Жизнь как ветошь расползлась: день в лоскутья, ночь в лохмотья,
И убого на столе как нарезаны ломотья!

Впрочем, это всё враньё, ведь прижав ладонь к виску я
Не скучаю по тебе, не скучаю, а тоскую.
И струна еще туга, и перо еще живое,
А тоска, как волк в степи, на снегу сидит и воет.

А на том краю степи, - там твоя тоска-волчица
Мне навстречу по стерне не несется, а влачится.
Потеряв и стать и прыть, дышит хрипло, смотрит кротко.
Ей бы, бедной, тоже взвыть, но она сорвала глотку…

Друг до друга доползти среди мрака и разрухи, -
Это дохлый номер, но - две тоски ползут на брюхе.
Так ползти им и ползти, от своей тоски иссохнуть,
И осилить полпути, и на полпути издохнуть…

Я скучаю по тебе, и собой не докучая,
Не пою теперь – скулю, не живу теперь – скучаю.
А струна еще туга, а перо еще живое,
Но тоска, как волк в степи, на снегу сидит и воет»…

- Тебе всё же следует позвонить ей и встретиться…
- Не стоит меня убеждать, я не могу пойти на эту встречу, не могу позвонить ей. Да и подумайте, зачем ей я? Ей ведь все равно, как я к ней отношусь и что думаю. Так ведь, Андрей?
- Да ладно уж, ты не кипятись. Хочешь, я дам посмотреть тебе, что я этим летом написал?
- Спрашиваешь!
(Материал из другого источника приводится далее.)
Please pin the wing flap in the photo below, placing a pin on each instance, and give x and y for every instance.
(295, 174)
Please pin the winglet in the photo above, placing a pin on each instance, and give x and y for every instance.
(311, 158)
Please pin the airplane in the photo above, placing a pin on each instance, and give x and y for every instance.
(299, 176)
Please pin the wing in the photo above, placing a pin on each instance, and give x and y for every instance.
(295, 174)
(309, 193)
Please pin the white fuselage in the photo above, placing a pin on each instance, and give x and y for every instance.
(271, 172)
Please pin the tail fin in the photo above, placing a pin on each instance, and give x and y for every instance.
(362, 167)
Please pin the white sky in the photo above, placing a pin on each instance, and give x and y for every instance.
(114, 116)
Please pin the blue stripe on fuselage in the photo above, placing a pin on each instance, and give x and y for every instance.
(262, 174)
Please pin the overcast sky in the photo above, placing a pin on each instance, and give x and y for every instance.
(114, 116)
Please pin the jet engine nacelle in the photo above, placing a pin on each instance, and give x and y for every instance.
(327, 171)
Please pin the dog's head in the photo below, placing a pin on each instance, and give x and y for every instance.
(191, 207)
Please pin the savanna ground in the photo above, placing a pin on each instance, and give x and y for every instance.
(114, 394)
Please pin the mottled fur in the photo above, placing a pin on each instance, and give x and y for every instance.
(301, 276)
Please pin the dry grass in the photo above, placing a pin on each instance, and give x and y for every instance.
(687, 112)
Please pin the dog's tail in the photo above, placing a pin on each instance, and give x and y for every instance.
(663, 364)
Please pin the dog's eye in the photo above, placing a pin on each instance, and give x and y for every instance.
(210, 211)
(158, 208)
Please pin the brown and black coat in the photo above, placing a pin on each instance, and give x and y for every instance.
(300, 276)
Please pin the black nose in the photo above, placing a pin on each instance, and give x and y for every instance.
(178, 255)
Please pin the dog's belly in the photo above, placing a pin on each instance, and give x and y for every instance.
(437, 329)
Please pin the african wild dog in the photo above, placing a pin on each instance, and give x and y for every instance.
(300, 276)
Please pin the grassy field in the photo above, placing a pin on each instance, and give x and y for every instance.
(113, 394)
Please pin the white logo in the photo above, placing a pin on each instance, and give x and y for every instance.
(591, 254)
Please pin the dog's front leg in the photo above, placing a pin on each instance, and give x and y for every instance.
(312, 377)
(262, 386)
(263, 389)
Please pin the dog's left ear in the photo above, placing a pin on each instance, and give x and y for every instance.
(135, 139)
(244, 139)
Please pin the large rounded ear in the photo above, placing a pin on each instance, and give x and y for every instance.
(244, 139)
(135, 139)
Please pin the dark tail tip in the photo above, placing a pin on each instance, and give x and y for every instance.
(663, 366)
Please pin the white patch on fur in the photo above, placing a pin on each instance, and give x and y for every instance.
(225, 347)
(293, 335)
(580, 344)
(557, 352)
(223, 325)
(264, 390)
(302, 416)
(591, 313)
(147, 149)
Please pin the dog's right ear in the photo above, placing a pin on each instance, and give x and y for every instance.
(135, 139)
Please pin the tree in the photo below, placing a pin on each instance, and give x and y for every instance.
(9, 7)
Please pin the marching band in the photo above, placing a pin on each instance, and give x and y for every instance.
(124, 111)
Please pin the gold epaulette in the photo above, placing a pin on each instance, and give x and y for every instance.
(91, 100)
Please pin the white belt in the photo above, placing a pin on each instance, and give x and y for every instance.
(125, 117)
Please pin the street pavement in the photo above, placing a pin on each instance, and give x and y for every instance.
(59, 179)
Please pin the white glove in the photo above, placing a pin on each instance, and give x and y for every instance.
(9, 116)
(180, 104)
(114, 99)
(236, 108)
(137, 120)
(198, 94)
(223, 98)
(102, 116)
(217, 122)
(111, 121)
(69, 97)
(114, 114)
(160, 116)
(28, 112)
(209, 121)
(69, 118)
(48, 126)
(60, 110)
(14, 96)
Конечно хочу!
- Смотри:
Расплели душу мою - скатерть по ниточкам.
Разбили сердце о гранит мостовых.
Не уложили дорогу мраморными плиточками.
Не собрать мне наших жизней кривых.

Облепили меня чем-то грязным и липким,
Уложили спать на пуховых периночках.
Сделали так, чтобы время не казалось зыбким.
И женили заранее на каких-то Мариночках.

Слово моё сделали рыбой подводной,
Взгляд мой обратили через призму разврата.
И хотят теперь сделать меня девкой угодной,
Чтобы жил я счастливо, зловеще богато.

Да, не пройти мне дорожкой истинной,
К заветному солнышку правды не подобраться.
Но нет, останется душа моя искренней,
Даже если придётся телу с нею расстаться.

- Грустно и безысходно как-то…
- Да уж. Смотри, Саша, на обертке от шоколадки - картина Тропинина «Женщина в окне» из Русского музея – вылитая Женька!
- Спасибо, дружище, успокоил. Дай-ка посмотреть… Действительно… Ладно, расскажите мне лучше, что там происходит с Олей.